Neither is better. CA18rnx is warmer, softer, more forgiving. G18rnx is more lively and detailed. All of the "RNX" drivers share the same motor.


----------



## demon2091tb (May 30, 2005)

So each driver has the same motor, cone materials and phase plugs differ, and the specs that are dependant on the materials and such differ as well.


----------



## matdotcom2000 (Aug 16, 2005)

Yea all of that is great but which is better the Adire extremis or the seas? And when I mean better I am refering to SQ. I would like some CDT eurosports with a midbass, from what I am seeing is both of these speakers have the potential but I want to know what the top end is like (400hz and up)? Is it clear up there or what?


----------



## 10K2HVN (Mar 8, 2005)

matdotcom2000 said:


> Yea all of that is great but which is better the Adire extremis or the seas? And when I mean better I am refering to SQ. I would like some CDT eurosports with a midbass, from what I am seeing is both of these speakers have the potential but I want to know what the top end is like (400hz and up)? Is it clear up there or what?


lol


----------



## fin (Sep 8, 2005)

Cheers heaps for the info, it's highly appreciated btw.


----------



## capslock (Sep 20, 2005)

I actually have taken apart an L18RNX/P and simulated the B-field. 
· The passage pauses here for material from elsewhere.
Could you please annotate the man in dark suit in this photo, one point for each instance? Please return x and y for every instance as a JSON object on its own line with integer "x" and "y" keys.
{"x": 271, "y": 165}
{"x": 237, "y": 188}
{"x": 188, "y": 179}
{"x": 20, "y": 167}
http://www.diyaudio.com/forums/showthread.php?s=&postid=727382#post727382

Note that my B plot only plots the magnitude of B along the gap. I really have to figure out how to plot the magnitude of B x z.


----------



## Bobo (Aug 6, 2005)

npdang said:


> Neither is better. CA18rnx is warmer, softer, more forgiving. G18rnx is more lively and detailed. All of the "RNX" drivers share the same motor.


The G has a phase plug, right? Would this make it better for us with drivers mounted way off axis?


----------



## torog (Oct 2, 2005)

Hi! Where could I buy these speakers?


----------



## FaintReality (May 15, 2005)

torog said:


> Hi! Where could I buy these speakers?



This web sites store and/or Solen.ca


----------